Italians Vote in Ballot Seen As Referendum on Premier

By Robin Pomeroy
Monday, April 10, 2006

ROME, April 9 -- Italians voted Sunday in a two-day election that could oust Prime Minister Silvio Berlusconi, the media tycoon who promised prosperity but failed to lift Italy's flagging economy during five years in power.

Berlusconi faces a fierce challenge from his long-standing political foe, Romano Prodi, a former European Commission president.

"I slept very well. It's a beautiful sunny day, and I hope everything finishes in the best possible way," Prodi said as he voted in his home town of Bologna, in northern Italy.

Berlusconi, the U.S. government's strongest ally in continental Europe and Italy's richest man, hopes his late promises of tax cuts will swing a surprise victory.

True to form, Berlusconi caused a minor stir when he went to vote in Italy's financial capital, Milan, with his 95-year-old mother, Rosa, who kissed his hand for the cameras.

"Put a cross on the Forza Italia logo," Berlusconi told his mother, referring to his party.

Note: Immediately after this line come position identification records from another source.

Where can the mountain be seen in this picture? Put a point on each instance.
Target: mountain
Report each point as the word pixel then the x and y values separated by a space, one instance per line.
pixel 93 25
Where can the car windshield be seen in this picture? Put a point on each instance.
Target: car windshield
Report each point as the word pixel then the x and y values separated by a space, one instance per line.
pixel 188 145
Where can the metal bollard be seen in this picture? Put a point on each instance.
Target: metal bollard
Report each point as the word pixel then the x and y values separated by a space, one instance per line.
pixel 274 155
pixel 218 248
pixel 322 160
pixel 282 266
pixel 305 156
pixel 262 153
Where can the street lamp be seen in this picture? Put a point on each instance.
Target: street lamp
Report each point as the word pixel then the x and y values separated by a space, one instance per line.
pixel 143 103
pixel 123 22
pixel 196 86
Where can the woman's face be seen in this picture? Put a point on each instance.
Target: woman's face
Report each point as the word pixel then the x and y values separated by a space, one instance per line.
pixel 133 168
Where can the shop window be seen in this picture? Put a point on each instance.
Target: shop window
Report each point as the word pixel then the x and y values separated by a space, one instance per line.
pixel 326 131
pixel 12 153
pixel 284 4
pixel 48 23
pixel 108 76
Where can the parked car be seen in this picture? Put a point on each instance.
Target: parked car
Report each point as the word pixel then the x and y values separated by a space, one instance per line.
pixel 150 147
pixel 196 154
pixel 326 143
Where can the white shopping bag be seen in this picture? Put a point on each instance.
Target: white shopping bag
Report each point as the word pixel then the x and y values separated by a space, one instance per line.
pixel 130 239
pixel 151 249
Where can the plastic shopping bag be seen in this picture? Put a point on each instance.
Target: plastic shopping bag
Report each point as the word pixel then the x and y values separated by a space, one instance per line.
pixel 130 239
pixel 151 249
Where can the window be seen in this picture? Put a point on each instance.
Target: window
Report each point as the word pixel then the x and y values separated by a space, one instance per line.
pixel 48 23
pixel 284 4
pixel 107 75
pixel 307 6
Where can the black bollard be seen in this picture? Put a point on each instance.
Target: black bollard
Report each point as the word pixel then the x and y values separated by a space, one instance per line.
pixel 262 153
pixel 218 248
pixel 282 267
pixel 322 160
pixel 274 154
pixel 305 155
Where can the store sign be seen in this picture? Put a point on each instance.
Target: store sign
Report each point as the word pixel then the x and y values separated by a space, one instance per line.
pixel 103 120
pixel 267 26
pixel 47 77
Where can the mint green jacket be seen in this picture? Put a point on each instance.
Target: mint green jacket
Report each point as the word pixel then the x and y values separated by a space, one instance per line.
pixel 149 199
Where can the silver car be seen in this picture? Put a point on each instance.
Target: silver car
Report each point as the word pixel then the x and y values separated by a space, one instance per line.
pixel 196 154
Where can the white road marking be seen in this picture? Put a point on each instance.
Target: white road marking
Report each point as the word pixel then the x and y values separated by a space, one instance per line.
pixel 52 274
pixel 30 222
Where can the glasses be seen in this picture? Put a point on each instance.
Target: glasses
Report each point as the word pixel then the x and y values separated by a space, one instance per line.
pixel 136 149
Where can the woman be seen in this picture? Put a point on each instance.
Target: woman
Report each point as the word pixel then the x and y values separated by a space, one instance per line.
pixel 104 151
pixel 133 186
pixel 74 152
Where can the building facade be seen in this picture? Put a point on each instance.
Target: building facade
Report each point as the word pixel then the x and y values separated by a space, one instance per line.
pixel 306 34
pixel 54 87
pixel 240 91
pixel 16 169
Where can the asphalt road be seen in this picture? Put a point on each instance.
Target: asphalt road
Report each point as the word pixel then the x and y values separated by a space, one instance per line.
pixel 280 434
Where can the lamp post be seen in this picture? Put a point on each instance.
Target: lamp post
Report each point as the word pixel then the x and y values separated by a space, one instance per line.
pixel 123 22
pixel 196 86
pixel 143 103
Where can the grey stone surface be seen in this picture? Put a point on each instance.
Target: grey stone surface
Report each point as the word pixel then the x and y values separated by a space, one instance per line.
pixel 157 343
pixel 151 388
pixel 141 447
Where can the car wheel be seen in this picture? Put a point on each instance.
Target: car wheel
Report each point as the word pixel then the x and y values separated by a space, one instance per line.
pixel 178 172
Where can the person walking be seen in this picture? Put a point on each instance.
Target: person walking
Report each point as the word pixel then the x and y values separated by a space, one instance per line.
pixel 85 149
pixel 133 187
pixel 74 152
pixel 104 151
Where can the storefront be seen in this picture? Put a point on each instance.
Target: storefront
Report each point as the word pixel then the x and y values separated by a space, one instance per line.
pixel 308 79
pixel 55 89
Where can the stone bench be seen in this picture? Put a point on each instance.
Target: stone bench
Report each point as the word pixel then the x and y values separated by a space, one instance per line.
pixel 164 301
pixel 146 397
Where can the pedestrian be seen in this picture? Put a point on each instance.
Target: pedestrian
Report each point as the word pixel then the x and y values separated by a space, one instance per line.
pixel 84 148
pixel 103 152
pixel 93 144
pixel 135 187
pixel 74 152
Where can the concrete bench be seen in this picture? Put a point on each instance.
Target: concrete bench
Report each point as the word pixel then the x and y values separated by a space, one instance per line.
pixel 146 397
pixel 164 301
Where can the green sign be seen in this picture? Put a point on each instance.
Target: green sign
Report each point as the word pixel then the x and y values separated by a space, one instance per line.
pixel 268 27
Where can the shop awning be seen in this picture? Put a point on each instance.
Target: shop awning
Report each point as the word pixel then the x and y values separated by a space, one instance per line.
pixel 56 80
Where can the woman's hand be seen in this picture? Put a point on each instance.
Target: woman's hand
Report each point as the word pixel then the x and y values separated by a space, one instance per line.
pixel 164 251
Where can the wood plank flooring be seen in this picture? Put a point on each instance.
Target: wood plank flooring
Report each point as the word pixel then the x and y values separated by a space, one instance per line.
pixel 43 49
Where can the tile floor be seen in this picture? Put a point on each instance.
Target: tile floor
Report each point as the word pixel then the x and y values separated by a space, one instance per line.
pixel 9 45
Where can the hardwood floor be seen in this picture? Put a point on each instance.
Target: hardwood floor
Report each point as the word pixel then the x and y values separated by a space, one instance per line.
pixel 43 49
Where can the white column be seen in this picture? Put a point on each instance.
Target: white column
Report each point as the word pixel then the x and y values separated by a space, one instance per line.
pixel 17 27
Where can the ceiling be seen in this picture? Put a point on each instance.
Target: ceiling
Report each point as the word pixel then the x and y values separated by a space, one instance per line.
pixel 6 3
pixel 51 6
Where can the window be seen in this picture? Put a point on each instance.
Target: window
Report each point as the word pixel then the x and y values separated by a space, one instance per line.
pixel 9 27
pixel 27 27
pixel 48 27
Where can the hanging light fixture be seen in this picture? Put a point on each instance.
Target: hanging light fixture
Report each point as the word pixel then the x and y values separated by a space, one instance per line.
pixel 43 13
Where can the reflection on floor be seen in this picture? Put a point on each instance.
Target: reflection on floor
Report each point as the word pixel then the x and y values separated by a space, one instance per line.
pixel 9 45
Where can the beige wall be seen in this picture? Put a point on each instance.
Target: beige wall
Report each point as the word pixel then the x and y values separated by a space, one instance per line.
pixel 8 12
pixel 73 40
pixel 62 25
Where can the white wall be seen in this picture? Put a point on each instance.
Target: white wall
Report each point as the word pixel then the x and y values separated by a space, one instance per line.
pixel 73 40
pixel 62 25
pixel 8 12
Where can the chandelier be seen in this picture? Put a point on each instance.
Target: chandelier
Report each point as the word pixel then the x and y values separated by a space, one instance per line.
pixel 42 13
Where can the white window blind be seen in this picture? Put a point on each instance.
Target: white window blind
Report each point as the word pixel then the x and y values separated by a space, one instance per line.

He was immediately censured by a monitor who considered the remark campaigning.

"Not even with my mother? You really are the Italy that has no love," said Berlusconi, who has rejected accusations that he has bent campaign rules.

Opinion polls have not been published for two weeks, but Prodi, who beat Berlusconi in a general election 10 years ago, has led the race since returning to Italian politics in 2004 from a five-year stint as head of the European Commission.

Exit polls are expected immediately after voting ends Monday afternoon, with official results likely in the evening.

The acrimonious campaign, in which Berlusconi used offensive language and Prodi compared his rival to a drunk, has turned the vote into something of a referendum on the prime minister's term as head of a conservative alliance.

"I've got flu and a fever, but I'm still determined to vote because I don't want to see Italy in this state for another five years," said Marina Zappaterra, a social worker voting in Rome.

Whoever wins will face the task of cutting the world's third largest national debt while trying to breathe new life into an economy that grew an average of 0.6 percent a year under Berlusconi.

Prodi, if elected, would also need to manage a disparate coalition, from communists to centrist Roman Catholics, united mostly by a dislike of Berlusconi.